Is it legal for Regional Centers to list their current projects on their company websites or does this break SEC securities laws?
There are clearly Securities issues at play here for OFFERS, but simply having a website and offering information is perfectly legal online.
Thank you for contacting us. Before a regional center is certified, it is vetted regarding SEC regulations. If you wish further information on how this is done, we can arrange a consultation.
It is highly recommended that the EB-5 Regional Center seek the services of an experienced EB-5 securities attorney. The SEC Attorney will be able to advise on the legally correct procedures for advertising the project on line , at trade shows, seminars etc.either in the US or outside the US. For instance, a foreign national investor has to be qualified before viewing the particular project information on the website.
Any legitimate regional center should be forthcoming and transparent about specifics of their past and current projects. While I do not practice SEC regulatory law, I do not think having project information details on their website violates any SEC laws. I am sure that any website will have a disclaimer stating that the information provided in their website is for information purposes only, not intended to sell any securities from that website, and that in order for the investment to be valid, the prospectus, partnership agreements, etc. must be reviewed and signed.
This is a good question, with a more complicated answer than you may realize.
Prior to the passage of the JOBS Act earlier this year, in order to qualify for the Regulation D exemption, an issuer (like a Regional Center or its affiliate) could not conduct any general solicitation or advertising regarding its current offering, including advertising about its current project. To be safe, many securities lawyers advised their clients not to post information about their current offerings on their website. This could be construed as a general solicitation, thereby violating the Regulation D exemption, which could have disastrous consequences for the Issuer, especially if Regulation S exemption was also unavailable.
The JOBS Act explicitly removed the prohibition on general solicitation in Reg D Offerings, however the SEC has not promulgated new rules and regulations putting this aspect of the JOBS Act into effect. In the SEC''s proposed rules regarding this matter, the SEC will require a higher burden of proof that all investors are "accredited" if the Issuer conducted a general solicitation in connection with its offering. Thus, listing current projects on your website may subject you to additional scrutiny. (Accredited Investors are investors who have met either an income or assets minimum threshold. Feel free to follow up with me if you want more specific information regarding the accredited investor thresholds.) There may be additional obligations inserted into the rules when the proposed rules become final. Furthermore, Regulation S (the other popular EB5 exemption) prohibits any directed sales efforts inside the United States.
Since the website can viewed in the U.S., providing information about your projects on your website might be viewed as a "directed sales effort" in the United States. This would violate Reg S. Thus, providing online information about your current projects may have the effect of increasing your scrutiny regarding your Regulation D exemption and eliminating the availability of the Regulation S exemption. Therefore, the best course of action at this time is to not disclose information on your website about your projects that is publicly available.
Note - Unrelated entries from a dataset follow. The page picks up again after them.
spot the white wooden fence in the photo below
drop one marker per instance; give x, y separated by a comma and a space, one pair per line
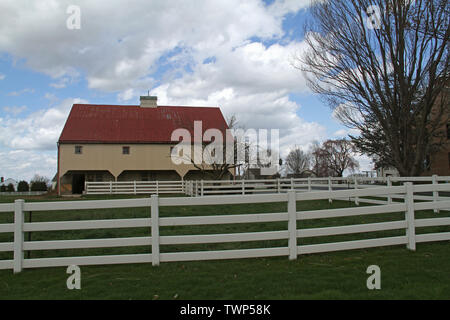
134, 187
154, 223
245, 187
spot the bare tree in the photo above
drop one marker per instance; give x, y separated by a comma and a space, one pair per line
218, 159
339, 156
297, 161
383, 66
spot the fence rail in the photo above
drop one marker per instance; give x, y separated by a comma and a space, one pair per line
134, 187
261, 186
154, 222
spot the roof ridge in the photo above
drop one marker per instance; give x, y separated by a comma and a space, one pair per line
131, 105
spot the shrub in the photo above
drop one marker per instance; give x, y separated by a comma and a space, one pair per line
23, 186
39, 183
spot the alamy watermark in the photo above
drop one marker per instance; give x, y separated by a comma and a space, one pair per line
74, 281
73, 22
374, 280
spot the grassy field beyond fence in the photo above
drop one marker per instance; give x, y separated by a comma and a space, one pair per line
423, 274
It is possible to password protect the portion of your site describing new projects and require investors to contact you for the password. In this way, you can confirm that such potential investors are accredited and that they are not viewing your website from within the U.S. Finally, you should consider contacting a securities attorney to review your website for general securities compliance and to confirm that the proper securities law disclaimers are in place. I hope this helps.
Unfortunately, it depends on how they list it, when they list it, and who can view the website (ie, is it password protected).
As a rule of thumb, EB-5 projects cannot do any sort of advertising or marketing on US soil, as they may be in violation of SEC rules.??You should consult an EB-5 Attorney and I may be reached at.
Yes it''s legal.
It''s legal for them to identify their projects online.
SEC regulations prohibit the posting of information about a specific investment opportunity on the web unless it is password protected. Loggin information can only be provided to individuals that have been determined to be "accredited investors." Website advertising can be considered general solicitation and is not permitted if the issuer of securities intends to rely on either the safe harbor of Rule 506 of Regulation D OR Section 4(2) of the Securities Act of 1933. These rules may differ for individuals relying on the exemption provided under Regulation S of the Securities Act. However, it is important to keep in mind that Regulation S only applies where the offer and sale of securities is not made within the U.S. and is not always available. The rules regarding general solicitation will change with the implementation of the JOBS Act by the SEC, however, that has been delayed until at least the end of August. Regional Centers and Project Principals currently undertaking an offering should consult with experienced securities counsel to understand the manner in which they may offer and market their securities.
No. Not their offerings. But when the EB-5 investment project closes, they can list the closed projects.